# Two-way bounding problem 3

Here are the set definitions again for reference:

• $$A = \{(x,y) \in \mathbb{R}^2 : y = 3x + 7\}$$
• $$B = \{\lambda(-2,1) + (1-\lambda)(1,10) : \lambda \in \mathbb{R}\}$$

### Solution

Lemma: $$\lambda(-2,1) + (1-\lambda)(1,10) = (-2\lambda + (1 - \lambda), \lambda + (10 - 10\lambda)) = (1 - 3\lambda, 10 - 9\lambda)$$

$$A \subseteq B$$

Let (x,y) be an element of A. Then $$y = 3x + 7$$ by the definition of A.

Consider $$\lambda = \frac{1-x}{3}$$.

Then, using our lemma above, we can calculate:

$$\lambda(-2,1) + (1-\lambda)(1,10) = (1 - 3\lambda, 10 - 9\lambda) = (1 - 3\frac{1-x}{3}, 10 - 9\frac{1-x}{3}) = (1 - (1-x), 10 - 3(1-x)) = (x, 3x+7) = (x,y)$$

So we've shown that (x,y) is an element of B.

Since every element of A is also an element of B, $$A \subseteq B$$.

$$B \subseteq A$$

Let (x,y) be an element of B. By the definition of B, we know that $$(x,y) = \lambda(-2,1) + (1-\lambda)(1,10)$$ for some real number $$\lambda$$.

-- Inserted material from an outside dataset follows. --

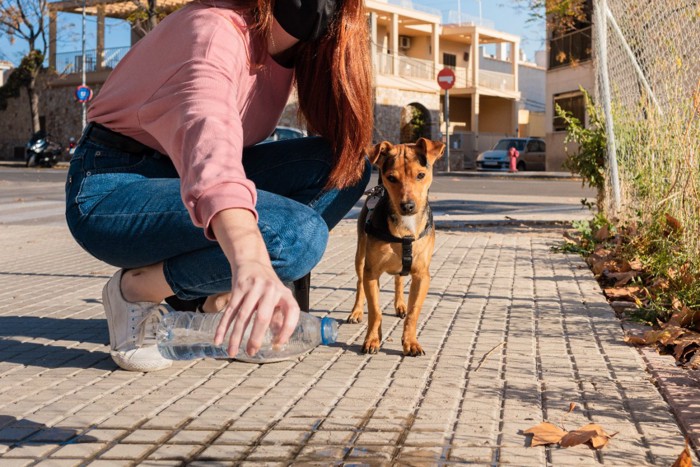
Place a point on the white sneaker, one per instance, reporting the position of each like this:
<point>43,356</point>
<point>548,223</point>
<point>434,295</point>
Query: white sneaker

So, using our lemma above, $$(x,y) = (1 - 3\lambda, 10 - 9\lambda)$$.

Then $$3x+7 = 3(1 - 3\lambda) + 7 = 3 - 9\lambda + 7 = 10 - 9\lambda = y$$. So 3x+7 = y, which means that (x,y) is an element of A.

Since every element of B is also an element of A, $$B \subseteq A$$.

Since $$A \subseteq B$$ and $$B \subseteq A$$, A=B, which is what we needed to show.